Oder ganz einfach geantwortet mit einer Kurzgeschichte: Fragt der Finanzchef den Direktor: Kannst Du Dir vorstellen, was für schreckliche Summen wir für die Bildung unserer Mitarbeiter bezahlen müssen? Der Direktor antwortet: Und kannst du dir die Summen vorstellen, die wir zahlen müssten, wenn wir es nicht machen? Bildung ist wichtig, erweitert das Denken über mich und mein Umfeld hinaus, und kann zu Ruhe und Friede in der Gesellschaft führen.

Gibt es bereits erfolgreiche Projekte aus dem Bereich der kirchlichen Friedensarbeit, von denen Sie erzählen können?

Ja, ich nenne nur paar Beispiele: Gegen Hass und Rassismus: Dieses Jahr haben wir als Kirche eine Konferenz im Senat organisiert. „Vielfalt, Andersartigkeit, Vorurteile und Angst“ war der Titel einer Sonderkonferenz, die am 28. April 2022 im Sitzungssaal des Wallensteinpalastes auf der Prager Kleinseite stattfand. Die Konferenz wurde von unserer Kirche in Zusammenarbeit mit dem Senat des Parlaments der Tschechischen Republik und der Stiftung gegen Rassismus organisiert. Die Halle war hauptsächlich von Gymnasiasten und ihren Eltern gefüllt.

Die Senatskonferenz befasste sich mit Rassismus und Menschenrechten.
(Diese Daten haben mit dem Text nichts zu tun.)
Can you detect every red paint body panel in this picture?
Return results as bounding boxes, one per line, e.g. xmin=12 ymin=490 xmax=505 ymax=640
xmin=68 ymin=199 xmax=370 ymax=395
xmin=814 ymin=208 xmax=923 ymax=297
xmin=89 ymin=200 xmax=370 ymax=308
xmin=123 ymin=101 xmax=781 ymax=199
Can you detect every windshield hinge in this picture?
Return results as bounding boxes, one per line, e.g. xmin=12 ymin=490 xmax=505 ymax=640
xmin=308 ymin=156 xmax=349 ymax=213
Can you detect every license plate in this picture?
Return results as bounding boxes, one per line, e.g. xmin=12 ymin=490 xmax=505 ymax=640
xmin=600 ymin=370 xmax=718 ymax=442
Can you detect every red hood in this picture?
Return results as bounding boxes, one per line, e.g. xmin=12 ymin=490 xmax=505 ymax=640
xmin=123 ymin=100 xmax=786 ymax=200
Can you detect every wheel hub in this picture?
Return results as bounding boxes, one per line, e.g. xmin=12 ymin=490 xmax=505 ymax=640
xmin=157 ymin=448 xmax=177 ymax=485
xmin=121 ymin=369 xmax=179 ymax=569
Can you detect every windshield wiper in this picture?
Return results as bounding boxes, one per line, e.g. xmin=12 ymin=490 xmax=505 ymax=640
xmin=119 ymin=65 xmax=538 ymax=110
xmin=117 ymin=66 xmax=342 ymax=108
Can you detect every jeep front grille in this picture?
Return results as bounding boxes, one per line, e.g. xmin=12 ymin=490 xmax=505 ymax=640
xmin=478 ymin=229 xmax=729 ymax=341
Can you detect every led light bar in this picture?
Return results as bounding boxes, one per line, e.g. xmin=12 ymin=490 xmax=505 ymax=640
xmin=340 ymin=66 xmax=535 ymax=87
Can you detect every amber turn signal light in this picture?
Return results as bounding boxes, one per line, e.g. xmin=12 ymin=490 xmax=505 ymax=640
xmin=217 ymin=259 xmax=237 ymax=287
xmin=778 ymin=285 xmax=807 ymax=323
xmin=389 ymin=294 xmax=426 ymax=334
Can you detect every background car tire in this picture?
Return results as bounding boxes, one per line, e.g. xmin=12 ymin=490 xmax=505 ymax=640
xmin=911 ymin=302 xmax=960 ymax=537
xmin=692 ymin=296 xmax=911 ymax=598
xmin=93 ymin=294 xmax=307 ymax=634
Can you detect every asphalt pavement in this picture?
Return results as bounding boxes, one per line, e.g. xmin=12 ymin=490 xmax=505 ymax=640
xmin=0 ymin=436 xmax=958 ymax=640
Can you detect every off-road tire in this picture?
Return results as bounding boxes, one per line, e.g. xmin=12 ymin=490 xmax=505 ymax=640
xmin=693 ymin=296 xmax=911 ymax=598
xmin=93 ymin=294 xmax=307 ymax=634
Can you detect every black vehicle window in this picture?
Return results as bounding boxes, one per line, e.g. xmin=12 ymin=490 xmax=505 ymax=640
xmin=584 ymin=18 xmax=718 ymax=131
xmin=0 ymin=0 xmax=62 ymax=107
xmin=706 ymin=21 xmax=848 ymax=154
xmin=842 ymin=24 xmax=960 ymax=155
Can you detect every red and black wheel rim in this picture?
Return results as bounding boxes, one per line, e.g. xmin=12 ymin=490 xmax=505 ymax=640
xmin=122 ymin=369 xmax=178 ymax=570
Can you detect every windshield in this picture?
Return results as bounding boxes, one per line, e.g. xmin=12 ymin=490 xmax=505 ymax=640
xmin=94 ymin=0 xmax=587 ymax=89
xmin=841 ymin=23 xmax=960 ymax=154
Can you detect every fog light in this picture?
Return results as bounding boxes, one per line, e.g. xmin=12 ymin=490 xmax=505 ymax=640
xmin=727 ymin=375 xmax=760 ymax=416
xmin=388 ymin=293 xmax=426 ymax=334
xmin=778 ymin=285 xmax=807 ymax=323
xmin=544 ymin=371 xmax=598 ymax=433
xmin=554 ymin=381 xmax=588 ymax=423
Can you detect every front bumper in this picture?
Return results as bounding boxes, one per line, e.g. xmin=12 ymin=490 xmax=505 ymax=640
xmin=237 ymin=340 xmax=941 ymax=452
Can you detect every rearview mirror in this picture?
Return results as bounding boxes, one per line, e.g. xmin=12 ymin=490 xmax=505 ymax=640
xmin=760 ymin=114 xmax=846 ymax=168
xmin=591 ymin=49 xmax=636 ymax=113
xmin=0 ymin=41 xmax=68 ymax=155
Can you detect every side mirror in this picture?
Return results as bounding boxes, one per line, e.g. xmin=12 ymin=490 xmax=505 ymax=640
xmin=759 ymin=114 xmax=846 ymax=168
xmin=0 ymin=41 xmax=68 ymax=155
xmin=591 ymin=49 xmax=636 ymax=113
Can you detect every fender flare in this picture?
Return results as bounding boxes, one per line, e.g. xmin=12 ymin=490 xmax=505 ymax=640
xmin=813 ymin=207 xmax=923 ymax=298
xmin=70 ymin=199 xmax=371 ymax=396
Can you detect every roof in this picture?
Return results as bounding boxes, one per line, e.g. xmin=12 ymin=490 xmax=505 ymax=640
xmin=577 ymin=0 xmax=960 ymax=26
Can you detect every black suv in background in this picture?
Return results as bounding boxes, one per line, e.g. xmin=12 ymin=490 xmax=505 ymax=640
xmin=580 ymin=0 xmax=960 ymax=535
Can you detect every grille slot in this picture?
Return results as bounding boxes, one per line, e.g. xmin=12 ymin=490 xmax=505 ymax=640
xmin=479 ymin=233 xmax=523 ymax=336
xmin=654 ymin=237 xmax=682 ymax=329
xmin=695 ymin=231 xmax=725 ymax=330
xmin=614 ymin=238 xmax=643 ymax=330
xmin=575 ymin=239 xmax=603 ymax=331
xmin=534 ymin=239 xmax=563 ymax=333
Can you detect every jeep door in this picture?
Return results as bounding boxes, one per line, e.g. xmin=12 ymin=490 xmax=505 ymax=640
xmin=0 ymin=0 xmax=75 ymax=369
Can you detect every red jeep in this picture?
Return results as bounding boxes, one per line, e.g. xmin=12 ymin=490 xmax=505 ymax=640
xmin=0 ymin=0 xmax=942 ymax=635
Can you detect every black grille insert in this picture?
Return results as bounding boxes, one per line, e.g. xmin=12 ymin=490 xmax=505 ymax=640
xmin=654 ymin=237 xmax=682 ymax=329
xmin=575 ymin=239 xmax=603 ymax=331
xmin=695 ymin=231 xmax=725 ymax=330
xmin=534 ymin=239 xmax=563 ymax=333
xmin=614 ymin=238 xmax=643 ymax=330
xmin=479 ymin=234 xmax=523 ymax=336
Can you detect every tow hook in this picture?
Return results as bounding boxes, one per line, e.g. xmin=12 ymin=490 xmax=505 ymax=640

Inhaltlich bestand das ganztägige Seminar hauptsächlich aus Beiträgen und Diskussionen zum Thema Menschenrechte von Minderheiten. Da die Veranstaltung während der UN-Wochen stattfand, ging es vor allem um rassistische Diskriminierung und Hassreden. Das Patronat über die Konferenz hatte Senatspräsident Miloš Vystrčil. Gegen sexuelle Gewalt: Unsere Kirche hat dieses Jahr gemeinsam mit anderen Kirchen in Tschechien einen Verband gegen sexuelle Gewalt gegründet. Dieser Verband wird nächstes Jahr in allen unseren Kirchbezirken tätig sein und Menschen informieren und Workshops vorbereiten. Wir sehen dieses Thema gerade in der Zeit, wo viele ukrainische Frauen und Kinder bei uns sind, als sehr wichtig an.

Für Kinder und Jugendliche: Wir machen viele Aktivitäten für Kinder und Jugendliche, als ein Beispiel nehme ich hier die Bildungsprogramme für freiwillige Mitarbeiter der Jugendkirche. Sie sind in allen möglichen Bereichen der Kirche tätig, von Arbeit mit behinderten Menschen, über Kinderbildung in den Kirchgemeinden bis zur Arbeit mit ukrainischen Geflüchteten. Die Jugendlichen sind auch stark an den Themen der LGBT interessiert, sowie an Themen gegen sexuelle Gewalt.

Das Jugendbildungsprogramm im Rahmen der Fastenaktion ist eine kirchenweite Veranstaltung, deren Hauptziel es ist, die aktivsten Vertreter der ehrenamtlich tätigen Jugendlichen der Evangelischen Kirche der Böhmischen Brüder zusammenzubringen, sie in ihrer derzeitigen und künftigen ehrenamtlichen Tätigkeit zu schulen und zu unterstützen, sie zu lehren, auf allen Ebenen des kirchlichen Lebens demokratisch zu handeln, ihre Kompetenz in der ehrenamtlichen Arbeit in Kirche und Gesellschaft zu entwickeln und zur Förderung der Integrität junger Menschen beizutragen.

Welche besonderen Herausforderungen sind mit dem russischen Angriff auf die Ukraine noch hinzugekommen, was die kirchliche Friedensarbeit betrifft?

Mit der Arbeit für die Flüchtlinge hat unsere Kirche viel Engagement, Kraft und Solidarität gezeigt. Die ganze Arbeit lief ganz schnell, das ganze Jahr haben wir nur auf die kommende Situation „reagiert“. Wir haben aber vieles geschafft. Für nächstes Jahr wissen wir schon bisschen besser, wie unsere Richtung ist und was wir in der Flüchtlingsarbeit, aber auch in der Arbeit für die tschechische Gesellschaft leisten möchten.

Wir planen Frauengruppen für tschechische und ukrainische Frauen, einen literarischen Wettbewerb für tschechische und ukrainische Kinder, wir bereiten Freizeitprogramme für Kinder, aber auch alte Menschen, die zu uns aus Ukraine gekommen sind, vor. Wir müssen zusätzlich auch auf eine weitere Welle der Flucht aus der Ukraine vorbereitet sein, wie auch auf die Energiekrise und die Verschuldung der Gesellschaft.

Es ist viel und alles läuft schnell, manchmal habe ich das Bild vor mir, dass wir dem Schnellzug hinterherrennen. Trotzdem sehe ich alle Probleme, die mit dem Krieg in der Ukraine zusammenhängen, als große Chance, zu zeigen, wozu die Kirche da ist und was ihre Aufgabe ist, nämlich den Menschen zu helfen, die es brauchen.